Dagney...way off on the log charts

Have you ever done statistics? Logcharts are used to see if there is an exponential relationship in data. Typically, this is done artificially by taking the logarithm of a variable and using it is a variable in a linear regression. So, for instance if I thought that Y = a*e^bX, I would take the log (or ln for some...it's really just a constant difference, so it doesn't matter) of Y and hope to get some form of log(Y) = c + bX. Letting a = e^c, I have the form for which I was looking.
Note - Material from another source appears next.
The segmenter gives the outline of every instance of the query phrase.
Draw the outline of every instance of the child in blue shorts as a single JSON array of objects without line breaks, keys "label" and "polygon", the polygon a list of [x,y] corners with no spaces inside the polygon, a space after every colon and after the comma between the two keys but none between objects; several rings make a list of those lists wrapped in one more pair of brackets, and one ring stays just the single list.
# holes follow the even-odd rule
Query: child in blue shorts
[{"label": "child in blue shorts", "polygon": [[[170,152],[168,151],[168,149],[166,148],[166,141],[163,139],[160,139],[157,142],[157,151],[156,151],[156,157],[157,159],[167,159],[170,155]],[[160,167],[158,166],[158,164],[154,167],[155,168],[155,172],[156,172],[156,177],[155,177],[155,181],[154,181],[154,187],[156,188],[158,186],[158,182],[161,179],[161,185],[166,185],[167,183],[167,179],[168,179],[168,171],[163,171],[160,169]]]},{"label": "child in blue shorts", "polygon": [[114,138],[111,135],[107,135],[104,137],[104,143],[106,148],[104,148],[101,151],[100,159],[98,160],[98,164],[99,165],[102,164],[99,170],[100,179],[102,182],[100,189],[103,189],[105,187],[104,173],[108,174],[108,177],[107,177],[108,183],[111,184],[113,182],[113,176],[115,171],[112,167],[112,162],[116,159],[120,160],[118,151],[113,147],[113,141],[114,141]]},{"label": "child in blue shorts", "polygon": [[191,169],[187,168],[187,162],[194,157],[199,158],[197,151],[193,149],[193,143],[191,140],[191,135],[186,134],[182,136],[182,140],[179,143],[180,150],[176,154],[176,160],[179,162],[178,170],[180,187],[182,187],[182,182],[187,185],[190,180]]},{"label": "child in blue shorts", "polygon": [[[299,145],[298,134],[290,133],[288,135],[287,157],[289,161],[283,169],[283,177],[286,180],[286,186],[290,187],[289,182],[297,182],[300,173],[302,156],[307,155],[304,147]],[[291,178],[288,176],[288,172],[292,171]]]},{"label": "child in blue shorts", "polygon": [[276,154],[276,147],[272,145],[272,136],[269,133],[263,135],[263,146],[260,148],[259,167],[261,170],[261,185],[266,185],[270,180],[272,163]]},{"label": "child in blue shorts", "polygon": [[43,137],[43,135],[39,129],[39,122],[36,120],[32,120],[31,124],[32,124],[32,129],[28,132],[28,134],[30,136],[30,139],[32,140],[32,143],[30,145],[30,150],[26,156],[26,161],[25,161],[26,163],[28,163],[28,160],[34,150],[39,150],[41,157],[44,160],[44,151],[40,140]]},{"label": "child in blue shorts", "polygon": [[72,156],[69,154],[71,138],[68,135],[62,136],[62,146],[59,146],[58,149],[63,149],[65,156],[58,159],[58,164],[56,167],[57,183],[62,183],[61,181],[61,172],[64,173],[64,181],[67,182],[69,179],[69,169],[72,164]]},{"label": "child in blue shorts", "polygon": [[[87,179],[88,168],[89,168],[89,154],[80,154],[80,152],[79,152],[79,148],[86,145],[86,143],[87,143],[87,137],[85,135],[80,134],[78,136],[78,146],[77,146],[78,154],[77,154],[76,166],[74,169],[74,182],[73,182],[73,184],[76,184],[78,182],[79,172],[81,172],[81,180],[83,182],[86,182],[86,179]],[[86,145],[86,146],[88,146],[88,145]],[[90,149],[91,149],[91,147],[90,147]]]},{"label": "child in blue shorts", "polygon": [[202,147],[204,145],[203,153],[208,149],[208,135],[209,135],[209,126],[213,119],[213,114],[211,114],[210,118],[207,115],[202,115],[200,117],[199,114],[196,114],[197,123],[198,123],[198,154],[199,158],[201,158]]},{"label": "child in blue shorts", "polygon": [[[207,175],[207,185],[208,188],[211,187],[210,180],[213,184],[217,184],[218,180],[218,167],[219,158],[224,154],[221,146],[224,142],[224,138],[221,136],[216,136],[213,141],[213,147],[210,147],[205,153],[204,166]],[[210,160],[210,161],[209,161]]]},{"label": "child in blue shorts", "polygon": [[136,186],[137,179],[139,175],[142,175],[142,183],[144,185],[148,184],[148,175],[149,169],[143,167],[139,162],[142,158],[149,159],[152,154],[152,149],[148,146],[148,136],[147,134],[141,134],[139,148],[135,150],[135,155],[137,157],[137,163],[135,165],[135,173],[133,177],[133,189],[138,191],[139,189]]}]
The same can apply if you just eyeball the situation to get a feel for whether there is an exponential relationship.

Some of us on the boards hold PhDs in math, stats, econometrics. If you don't understand the topic, leave it to those people. I certainly am out of my league when it comes to livestock (we only have chickens at our house) so I wouldn't have the temerity to call anything silly that someone like Katie Rose tells us about goats. And now I can see me getting suckered into believing something for admitting my ignorance. (My mother has several goats at her vineyards and winery, and all I know is that my herding dog loves to go out there and practice her skills.)

thisismynewname
Aug 26, 2012 - 11:39pm

The Rocket

I can't comment on the AG price - my opinion is worthless because I'm smoking too much hopium with my OTM SLV Calls. Come on baby! Daddy needs a new set o' wheels!